The creative from some of its outdoor and press ads suggests the official restaurant and presenting sponsor of the Games has developed a campaign focused on special moments, personal stories and everyday people who make the Games happen.


The wider £10m campaign, developed by Leo Burnett (with media planning and buying handled by OMD), will roll out fully throughout July in the build up to the 27 July London 2012 opening ceremony.


As well as traditional outdoor, press and TV work (which debuts on channels from 11 July), the 10-week campaign will show personal stories via guerrilla film crews around the fan parks and throughout the city centre, documentary-style material, user-generated content, social media, as well as major outdoor sites such as its Piccadilly Lights London flagship space and the interior of its flagship Olympic Park restaurant.


Digital activity from Razorfish, set to be the brand’s most ambitious UK work yet in terms of reach and breadth, will use its Facebook page as a focal point for uploading and gathering together tweets, videos and posts to create user generated content about the Games. The best of this will be incorporated into further advertising.


There will also be a question-and-answer driven ‘mood’-o-meter’ on the company website as well as outdoor digital sites, reflecting the mood of the nation in real-time and encouraging everyone to play their own part in ‘making’ the Games.


Another key part of the leverage work is a mosaic design, created by The Marketing Store, featuring thousands of portrait photographs to create composite images of McDonald’s customers, employees, and some of the British farmers who supply ingredients for the McDonald’s menu.


‘The “We All Make the Games” campaign will capture people’s emotions, humour and experiences in real time, and we hope to become a barometer for the mood of the nation during the Games,” explains Alistair Macrow, vice-president marketing, McDonald’s UK.

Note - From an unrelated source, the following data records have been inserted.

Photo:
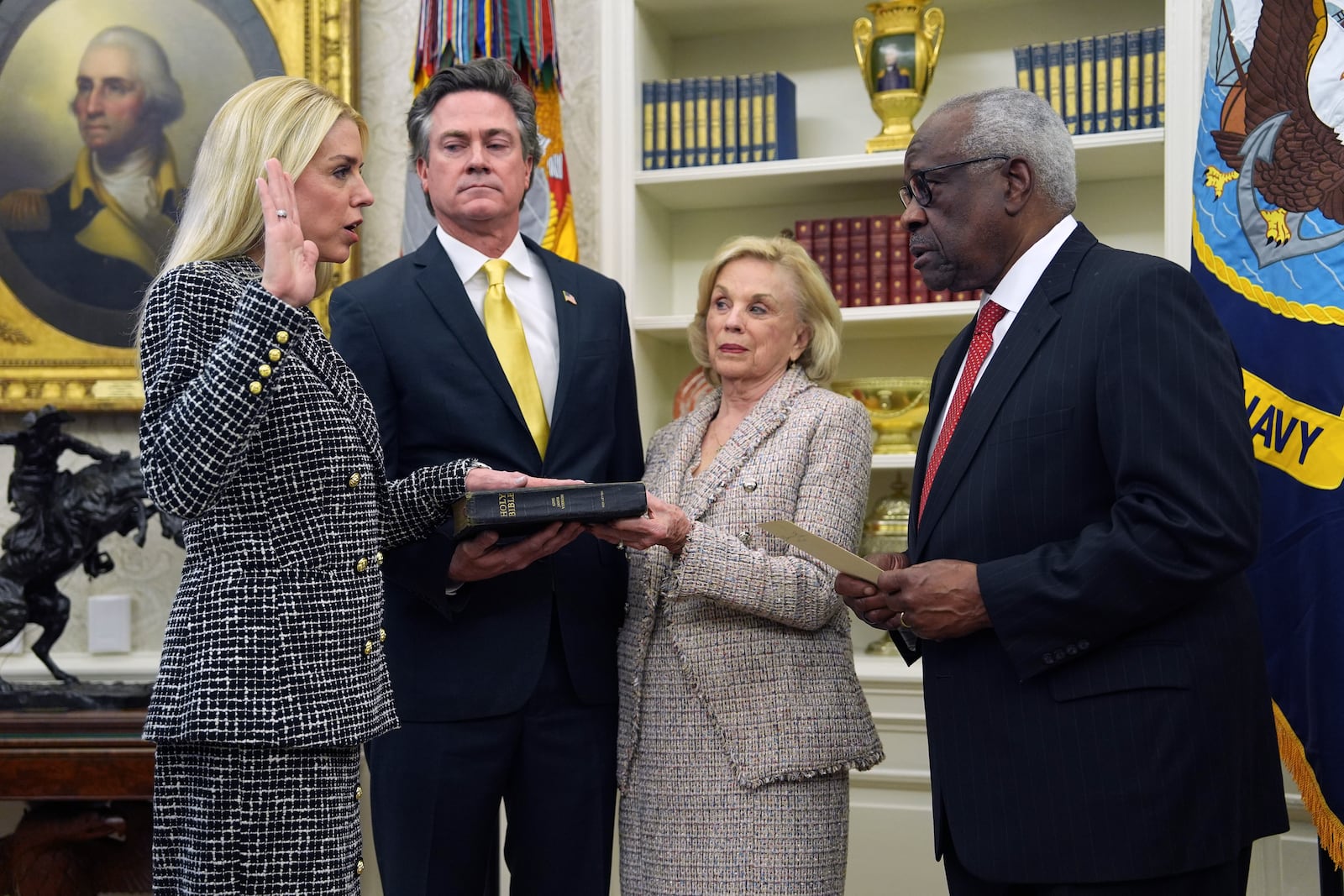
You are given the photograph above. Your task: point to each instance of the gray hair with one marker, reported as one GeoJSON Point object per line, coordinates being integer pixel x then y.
{"type": "Point", "coordinates": [488, 76]}
{"type": "Point", "coordinates": [163, 93]}
{"type": "Point", "coordinates": [1021, 123]}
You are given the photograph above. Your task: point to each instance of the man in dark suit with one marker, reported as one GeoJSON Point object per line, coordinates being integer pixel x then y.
{"type": "Point", "coordinates": [1097, 707]}
{"type": "Point", "coordinates": [503, 658]}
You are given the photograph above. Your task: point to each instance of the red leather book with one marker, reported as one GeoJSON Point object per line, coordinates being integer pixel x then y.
{"type": "Point", "coordinates": [822, 248]}
{"type": "Point", "coordinates": [878, 268]}
{"type": "Point", "coordinates": [840, 261]}
{"type": "Point", "coordinates": [898, 261]}
{"type": "Point", "coordinates": [803, 234]}
{"type": "Point", "coordinates": [860, 281]}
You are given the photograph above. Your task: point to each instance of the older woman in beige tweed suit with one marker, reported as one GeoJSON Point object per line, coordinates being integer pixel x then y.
{"type": "Point", "coordinates": [741, 712]}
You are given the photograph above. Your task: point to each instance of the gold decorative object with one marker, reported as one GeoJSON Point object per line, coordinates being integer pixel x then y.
{"type": "Point", "coordinates": [897, 406]}
{"type": "Point", "coordinates": [62, 349]}
{"type": "Point", "coordinates": [886, 531]}
{"type": "Point", "coordinates": [897, 51]}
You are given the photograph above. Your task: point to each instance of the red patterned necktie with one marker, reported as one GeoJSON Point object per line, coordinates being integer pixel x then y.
{"type": "Point", "coordinates": [980, 344]}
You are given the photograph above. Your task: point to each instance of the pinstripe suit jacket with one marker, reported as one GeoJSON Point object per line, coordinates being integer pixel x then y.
{"type": "Point", "coordinates": [257, 432]}
{"type": "Point", "coordinates": [764, 638]}
{"type": "Point", "coordinates": [1115, 723]}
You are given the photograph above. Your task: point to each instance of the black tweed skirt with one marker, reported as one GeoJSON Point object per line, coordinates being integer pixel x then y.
{"type": "Point", "coordinates": [248, 821]}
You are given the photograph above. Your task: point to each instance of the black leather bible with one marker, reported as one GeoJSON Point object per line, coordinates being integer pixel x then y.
{"type": "Point", "coordinates": [523, 511]}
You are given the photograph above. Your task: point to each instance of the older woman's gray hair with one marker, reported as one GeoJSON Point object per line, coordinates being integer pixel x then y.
{"type": "Point", "coordinates": [813, 302]}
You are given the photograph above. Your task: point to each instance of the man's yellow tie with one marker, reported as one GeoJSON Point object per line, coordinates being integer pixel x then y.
{"type": "Point", "coordinates": [506, 332]}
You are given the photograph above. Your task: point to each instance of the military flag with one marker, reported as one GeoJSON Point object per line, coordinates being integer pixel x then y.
{"type": "Point", "coordinates": [1268, 249]}
{"type": "Point", "coordinates": [523, 34]}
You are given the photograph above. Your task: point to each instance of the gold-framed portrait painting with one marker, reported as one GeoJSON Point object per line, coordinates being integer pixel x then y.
{"type": "Point", "coordinates": [102, 107]}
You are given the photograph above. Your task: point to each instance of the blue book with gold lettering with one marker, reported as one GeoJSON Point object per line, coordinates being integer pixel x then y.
{"type": "Point", "coordinates": [730, 120]}
{"type": "Point", "coordinates": [1039, 73]}
{"type": "Point", "coordinates": [745, 118]}
{"type": "Point", "coordinates": [1021, 65]}
{"type": "Point", "coordinates": [757, 116]}
{"type": "Point", "coordinates": [1133, 80]}
{"type": "Point", "coordinates": [689, 121]}
{"type": "Point", "coordinates": [1148, 74]}
{"type": "Point", "coordinates": [702, 121]}
{"type": "Point", "coordinates": [1086, 86]}
{"type": "Point", "coordinates": [1068, 67]}
{"type": "Point", "coordinates": [781, 129]}
{"type": "Point", "coordinates": [716, 121]}
{"type": "Point", "coordinates": [647, 109]}
{"type": "Point", "coordinates": [1119, 76]}
{"type": "Point", "coordinates": [1054, 63]}
{"type": "Point", "coordinates": [660, 123]}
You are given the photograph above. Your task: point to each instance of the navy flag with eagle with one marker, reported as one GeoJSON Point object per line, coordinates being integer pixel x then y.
{"type": "Point", "coordinates": [1269, 251]}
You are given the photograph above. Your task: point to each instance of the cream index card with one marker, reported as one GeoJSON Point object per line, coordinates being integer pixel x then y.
{"type": "Point", "coordinates": [826, 551]}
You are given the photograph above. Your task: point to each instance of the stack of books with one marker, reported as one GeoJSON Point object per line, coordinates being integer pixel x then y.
{"type": "Point", "coordinates": [719, 121]}
{"type": "Point", "coordinates": [1106, 82]}
{"type": "Point", "coordinates": [867, 261]}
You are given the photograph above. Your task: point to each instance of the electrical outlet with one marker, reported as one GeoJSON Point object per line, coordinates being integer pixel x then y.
{"type": "Point", "coordinates": [109, 624]}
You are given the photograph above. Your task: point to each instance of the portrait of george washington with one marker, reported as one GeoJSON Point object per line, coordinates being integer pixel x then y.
{"type": "Point", "coordinates": [102, 107]}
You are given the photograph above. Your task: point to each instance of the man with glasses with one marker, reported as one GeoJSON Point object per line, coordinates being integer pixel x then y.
{"type": "Point", "coordinates": [1097, 705]}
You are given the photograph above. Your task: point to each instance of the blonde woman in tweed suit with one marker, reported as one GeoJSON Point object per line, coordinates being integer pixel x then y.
{"type": "Point", "coordinates": [257, 432]}
{"type": "Point", "coordinates": [741, 712]}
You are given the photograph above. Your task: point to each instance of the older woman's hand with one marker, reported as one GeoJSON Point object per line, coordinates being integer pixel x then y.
{"type": "Point", "coordinates": [665, 524]}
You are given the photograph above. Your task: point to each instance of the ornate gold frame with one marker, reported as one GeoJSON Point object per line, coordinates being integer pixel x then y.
{"type": "Point", "coordinates": [40, 364]}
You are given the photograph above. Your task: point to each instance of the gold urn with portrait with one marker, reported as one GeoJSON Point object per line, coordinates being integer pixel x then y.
{"type": "Point", "coordinates": [897, 53]}
{"type": "Point", "coordinates": [897, 409]}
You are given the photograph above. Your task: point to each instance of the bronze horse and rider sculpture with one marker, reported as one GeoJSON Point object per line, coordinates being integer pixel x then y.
{"type": "Point", "coordinates": [62, 517]}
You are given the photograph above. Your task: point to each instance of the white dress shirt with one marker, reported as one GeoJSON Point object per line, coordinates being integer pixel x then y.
{"type": "Point", "coordinates": [530, 289]}
{"type": "Point", "coordinates": [1012, 295]}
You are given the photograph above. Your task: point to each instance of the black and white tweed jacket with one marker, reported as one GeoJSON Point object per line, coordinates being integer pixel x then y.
{"type": "Point", "coordinates": [260, 436]}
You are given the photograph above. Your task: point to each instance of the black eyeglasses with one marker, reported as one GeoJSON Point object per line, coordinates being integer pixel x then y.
{"type": "Point", "coordinates": [918, 190]}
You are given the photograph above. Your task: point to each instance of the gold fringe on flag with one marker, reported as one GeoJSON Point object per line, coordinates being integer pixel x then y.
{"type": "Point", "coordinates": [1328, 828]}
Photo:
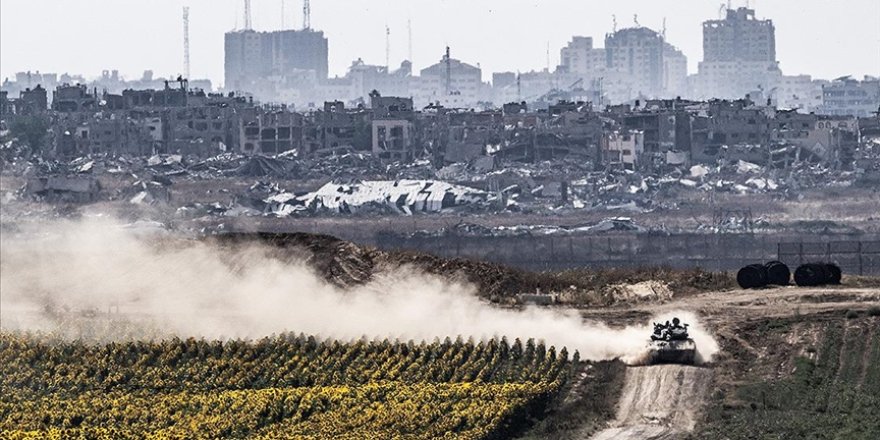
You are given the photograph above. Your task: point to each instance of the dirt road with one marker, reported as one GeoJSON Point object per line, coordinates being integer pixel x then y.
{"type": "Point", "coordinates": [658, 402]}
{"type": "Point", "coordinates": [663, 402]}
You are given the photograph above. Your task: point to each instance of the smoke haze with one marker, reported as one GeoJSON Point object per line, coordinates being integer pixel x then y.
{"type": "Point", "coordinates": [196, 288]}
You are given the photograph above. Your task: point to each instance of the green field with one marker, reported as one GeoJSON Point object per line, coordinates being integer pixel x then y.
{"type": "Point", "coordinates": [282, 387]}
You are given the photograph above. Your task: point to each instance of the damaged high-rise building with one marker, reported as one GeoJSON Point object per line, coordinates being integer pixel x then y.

In terms of structure, the campaign will run in three phases:


Stage 1: Before the Games

Outdoor and TV activity to encourage people to support volunteers involved in the Games such as Games Makers.


Stage 2: During the Games

“Guerrilla” film crews will film “the passion and emotion” of people watching the competition at official Fan Parks and city centres around the country.  People will be invited to upload their own videos and photographs onto Facebook and the best content will be incorporated into TV advertising including its closing ceremony ad and outdoor advertising including the Piccadilly Lights in London.


Stage 3: Closing ceremony and after

Clips, images and comments gathered throughout London 2012 will be used to celebrate the people who all ‘made’ the Games after they conclude.


McDonald’s, which has been an IOC sponsor since 1968, says its objective for the initiative is to help reinforce what the brand is about in the UK.




This campaign aims to capture people’s emotions, humour and experiences in real-time and perhaps even become a barometer for the mood of the nation during the Games.


Like BP’s latest wave of London 2012 activation, the McDonald’s work places emphasis on the people who make the games behind the scenes.


Perhaps this shared strategy is because the two brands share something in common: both are global giants working in industries that haven subject to serious media criticism in recent years.


So perhaps both are using an ‘everyman’ and ‘user generated’ approach to avoid being seen as a bland global entity and communicate around the human side of the brand by focusing on the unheralded, behind-the-scenes everyman heroes who make the Games work.


Macrow himself has already been very public in hiss repudiation of any criticisms levelled at the brand questioning McDonald’s sponsorship of the Games for encouraging children to eat foods high in fat and sugar.


He has also claimed that no other restaurant brand could handle the requirements of being the tournament’s official restaurant as the IOC require a partner that can both setup an operation on an unprecedented scale and guarantee high quality food with a high standard of food safety that is appealing and affordable to a wide population.


‘We want to demonstrate the great customer service and great food we offer to hundreds of thousands of people. We want to continue the journey that the brand is been on, celebrate our role in British life – that people are welcome everywhere anytime day or night,’ says Macrow. ‘We see ourselves as the people’s restaurant and what is being seen as the people’s games.’


The campaign will enable us to thank some of the 17,500 British and Irish farmers who supply our menu and have provided ingredients for London 2012, our 2,000 employees who have won the chance to work at the Games, and the 70,000 Games Makers. McDonald’s restaurants are an involved part of nearly every British town and city.


It’s a trusted position we cherish, and creating a genuine dialogue with our customers – whether in our restaurants or through our digital channels – sits at the heart of everything we do.’